A newborn with a heart defect received another baby’s heart in a rare infant-to-infant transplant performed by the doctor who 13 months ago attempted a radical baboon heart graft on the infant known as Baby Fae.
“A newborn baby born with hypoplastic left heart syndrome underwent a human-to-human heart transplant,” Dick Schaefer, a spokesman at Loma Linda University Medical Center, said early today.
Dr. Leonard Bailey, who transplanted a baboon heart into Baby Fae on Oct. 26, 1984, performed the infant-to-infant surgery Wednesday night, Schaefer said. He said the infant was alive, but he refused to elaborate.
Because the parents requested confidentiality, no information on the infant’s condition would be released, he said. Information on the donor heart was also unavailable, he said.
Infant-to-infant heart transplants are rare, he said. One was performed last year in London, and another was performed 18 years ago in New York.

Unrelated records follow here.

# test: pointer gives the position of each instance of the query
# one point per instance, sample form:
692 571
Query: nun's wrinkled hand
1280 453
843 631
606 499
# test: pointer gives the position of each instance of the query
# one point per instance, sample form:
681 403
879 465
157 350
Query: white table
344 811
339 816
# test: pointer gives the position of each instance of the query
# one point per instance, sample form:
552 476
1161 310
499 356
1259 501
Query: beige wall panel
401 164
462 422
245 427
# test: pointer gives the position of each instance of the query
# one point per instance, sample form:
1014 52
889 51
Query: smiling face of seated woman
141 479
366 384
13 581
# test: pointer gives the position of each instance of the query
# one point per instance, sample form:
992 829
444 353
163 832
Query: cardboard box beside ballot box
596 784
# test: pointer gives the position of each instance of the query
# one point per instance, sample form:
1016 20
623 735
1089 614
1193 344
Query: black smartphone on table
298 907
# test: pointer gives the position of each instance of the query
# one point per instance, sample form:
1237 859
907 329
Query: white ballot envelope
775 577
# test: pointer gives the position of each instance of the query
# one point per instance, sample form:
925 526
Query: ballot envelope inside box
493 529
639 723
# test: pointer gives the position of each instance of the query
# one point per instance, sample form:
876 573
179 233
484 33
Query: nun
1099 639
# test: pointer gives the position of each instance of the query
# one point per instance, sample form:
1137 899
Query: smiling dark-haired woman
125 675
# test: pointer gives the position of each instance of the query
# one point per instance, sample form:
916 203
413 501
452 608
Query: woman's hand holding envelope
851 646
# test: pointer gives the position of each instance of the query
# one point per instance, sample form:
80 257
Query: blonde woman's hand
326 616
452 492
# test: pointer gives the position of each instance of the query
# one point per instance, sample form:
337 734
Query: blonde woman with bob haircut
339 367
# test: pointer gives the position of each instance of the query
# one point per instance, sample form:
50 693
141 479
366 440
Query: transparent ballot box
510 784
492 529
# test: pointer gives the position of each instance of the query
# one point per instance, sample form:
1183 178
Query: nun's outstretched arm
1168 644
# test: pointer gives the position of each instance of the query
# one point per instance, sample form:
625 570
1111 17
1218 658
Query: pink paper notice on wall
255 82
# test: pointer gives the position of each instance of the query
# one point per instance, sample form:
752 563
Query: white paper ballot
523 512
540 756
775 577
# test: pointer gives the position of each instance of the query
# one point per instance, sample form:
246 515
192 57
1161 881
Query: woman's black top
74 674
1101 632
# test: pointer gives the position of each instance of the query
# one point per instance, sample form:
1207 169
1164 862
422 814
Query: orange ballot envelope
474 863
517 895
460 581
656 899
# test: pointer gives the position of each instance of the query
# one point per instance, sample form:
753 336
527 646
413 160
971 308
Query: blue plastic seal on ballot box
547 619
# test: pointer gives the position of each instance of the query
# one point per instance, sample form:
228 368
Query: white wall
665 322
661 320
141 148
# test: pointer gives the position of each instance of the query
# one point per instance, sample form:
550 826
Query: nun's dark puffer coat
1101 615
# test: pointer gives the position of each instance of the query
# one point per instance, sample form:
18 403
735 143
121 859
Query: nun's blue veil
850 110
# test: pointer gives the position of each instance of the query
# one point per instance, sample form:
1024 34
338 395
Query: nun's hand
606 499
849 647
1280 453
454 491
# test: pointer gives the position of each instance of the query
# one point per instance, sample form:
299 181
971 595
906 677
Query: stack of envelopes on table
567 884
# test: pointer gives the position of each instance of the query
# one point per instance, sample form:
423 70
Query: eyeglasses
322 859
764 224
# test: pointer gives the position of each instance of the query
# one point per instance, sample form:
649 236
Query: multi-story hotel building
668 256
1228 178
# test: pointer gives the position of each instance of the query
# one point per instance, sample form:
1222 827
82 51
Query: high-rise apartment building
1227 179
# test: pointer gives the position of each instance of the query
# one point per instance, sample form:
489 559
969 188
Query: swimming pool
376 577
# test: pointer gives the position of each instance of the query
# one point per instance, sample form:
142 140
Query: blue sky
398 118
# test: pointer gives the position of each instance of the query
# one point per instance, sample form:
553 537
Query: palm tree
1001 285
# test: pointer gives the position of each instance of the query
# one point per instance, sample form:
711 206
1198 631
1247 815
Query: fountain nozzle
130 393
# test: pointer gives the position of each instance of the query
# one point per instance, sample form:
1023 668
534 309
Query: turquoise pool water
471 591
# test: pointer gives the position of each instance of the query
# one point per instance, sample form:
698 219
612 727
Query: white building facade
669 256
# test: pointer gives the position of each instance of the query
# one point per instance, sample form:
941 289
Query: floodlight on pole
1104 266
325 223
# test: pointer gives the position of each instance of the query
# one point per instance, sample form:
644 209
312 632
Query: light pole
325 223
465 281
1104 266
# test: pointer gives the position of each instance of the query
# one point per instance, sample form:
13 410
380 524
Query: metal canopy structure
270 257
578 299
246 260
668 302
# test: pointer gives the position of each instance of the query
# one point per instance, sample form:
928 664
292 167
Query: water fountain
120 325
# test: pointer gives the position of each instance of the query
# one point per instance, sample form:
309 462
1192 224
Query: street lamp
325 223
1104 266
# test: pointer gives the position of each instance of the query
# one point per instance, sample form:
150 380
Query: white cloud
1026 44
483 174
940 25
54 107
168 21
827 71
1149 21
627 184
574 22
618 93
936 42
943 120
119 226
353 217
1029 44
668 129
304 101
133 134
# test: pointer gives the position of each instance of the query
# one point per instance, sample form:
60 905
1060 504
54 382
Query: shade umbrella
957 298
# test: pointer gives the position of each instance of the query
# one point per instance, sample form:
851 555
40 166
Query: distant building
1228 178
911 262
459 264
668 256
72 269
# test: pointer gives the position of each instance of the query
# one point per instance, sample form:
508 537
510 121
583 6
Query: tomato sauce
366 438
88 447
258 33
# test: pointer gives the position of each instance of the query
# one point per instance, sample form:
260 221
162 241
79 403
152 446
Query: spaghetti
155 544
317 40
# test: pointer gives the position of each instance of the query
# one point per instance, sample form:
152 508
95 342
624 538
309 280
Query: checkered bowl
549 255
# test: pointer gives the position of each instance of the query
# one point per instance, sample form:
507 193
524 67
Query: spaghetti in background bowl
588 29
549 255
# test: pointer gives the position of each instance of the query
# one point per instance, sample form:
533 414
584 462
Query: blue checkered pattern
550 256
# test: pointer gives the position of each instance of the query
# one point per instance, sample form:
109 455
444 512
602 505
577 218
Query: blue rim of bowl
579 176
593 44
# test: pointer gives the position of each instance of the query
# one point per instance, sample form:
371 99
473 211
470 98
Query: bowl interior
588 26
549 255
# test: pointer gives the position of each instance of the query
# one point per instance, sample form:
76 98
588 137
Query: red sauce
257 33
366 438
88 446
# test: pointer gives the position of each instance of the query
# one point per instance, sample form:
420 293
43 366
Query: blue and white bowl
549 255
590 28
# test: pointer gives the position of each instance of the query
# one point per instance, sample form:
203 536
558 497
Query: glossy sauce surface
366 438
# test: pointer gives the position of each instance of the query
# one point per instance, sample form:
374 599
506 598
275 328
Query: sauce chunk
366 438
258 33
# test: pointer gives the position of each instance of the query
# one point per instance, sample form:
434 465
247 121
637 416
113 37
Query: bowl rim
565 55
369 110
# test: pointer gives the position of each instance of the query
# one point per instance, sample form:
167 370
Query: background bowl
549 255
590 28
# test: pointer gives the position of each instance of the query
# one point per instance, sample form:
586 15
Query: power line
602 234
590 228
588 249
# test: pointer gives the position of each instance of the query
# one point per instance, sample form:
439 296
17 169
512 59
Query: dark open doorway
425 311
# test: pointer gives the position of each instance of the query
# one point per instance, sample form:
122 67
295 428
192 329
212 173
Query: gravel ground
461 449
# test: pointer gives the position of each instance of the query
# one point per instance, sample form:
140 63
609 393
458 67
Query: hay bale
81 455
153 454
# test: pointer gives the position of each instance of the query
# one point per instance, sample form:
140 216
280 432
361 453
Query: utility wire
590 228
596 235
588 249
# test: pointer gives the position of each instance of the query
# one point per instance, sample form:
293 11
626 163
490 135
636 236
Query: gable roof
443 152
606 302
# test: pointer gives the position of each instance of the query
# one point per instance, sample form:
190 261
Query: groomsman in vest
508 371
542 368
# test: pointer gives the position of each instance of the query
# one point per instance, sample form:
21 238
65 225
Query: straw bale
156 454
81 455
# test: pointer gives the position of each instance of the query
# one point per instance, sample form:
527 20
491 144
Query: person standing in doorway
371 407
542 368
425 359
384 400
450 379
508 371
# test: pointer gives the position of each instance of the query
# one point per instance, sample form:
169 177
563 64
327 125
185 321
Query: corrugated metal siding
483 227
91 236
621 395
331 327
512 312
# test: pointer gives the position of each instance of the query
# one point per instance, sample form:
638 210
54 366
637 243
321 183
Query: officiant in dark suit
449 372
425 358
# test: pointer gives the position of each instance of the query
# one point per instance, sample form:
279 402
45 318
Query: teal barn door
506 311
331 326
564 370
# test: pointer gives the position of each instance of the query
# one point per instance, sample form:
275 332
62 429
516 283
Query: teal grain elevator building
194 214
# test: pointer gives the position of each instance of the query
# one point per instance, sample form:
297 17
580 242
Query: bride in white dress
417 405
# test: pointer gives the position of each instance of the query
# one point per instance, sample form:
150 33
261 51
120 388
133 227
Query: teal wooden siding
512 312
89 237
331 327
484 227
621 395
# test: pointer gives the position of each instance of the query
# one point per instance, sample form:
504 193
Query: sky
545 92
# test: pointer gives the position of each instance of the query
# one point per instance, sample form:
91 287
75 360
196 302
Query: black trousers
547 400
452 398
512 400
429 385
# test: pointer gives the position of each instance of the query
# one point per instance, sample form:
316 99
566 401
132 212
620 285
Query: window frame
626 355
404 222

The more recent recipient was Hollie Roffey, who was 10 days old when she received the heart of a 3-day-old Dutch baby in London on June 30, 1984. Hollie survived 18 days.
Before that, the youngest previous heart transplant patient was a 2 1/2-week-old baby who died 6 1/2 hours after the 1967 surgery in New York City.
Baby Fae was 12 days old when Bailey performed the controversial transplant that made the baby the first infant ever to receive a heart taken from another species.
She lived 20 days with the baboon heart, dying Nov. 15, 1984.
Baby Fae’s historic transplant triggered controversy among doctors and ethics experts after it was revealed Bailey never asked organ procurement agencies to seek a human heart donor for the baby girl. Bailey vowed he would seek a human heart donor first before implanting another baboon heart in a baby.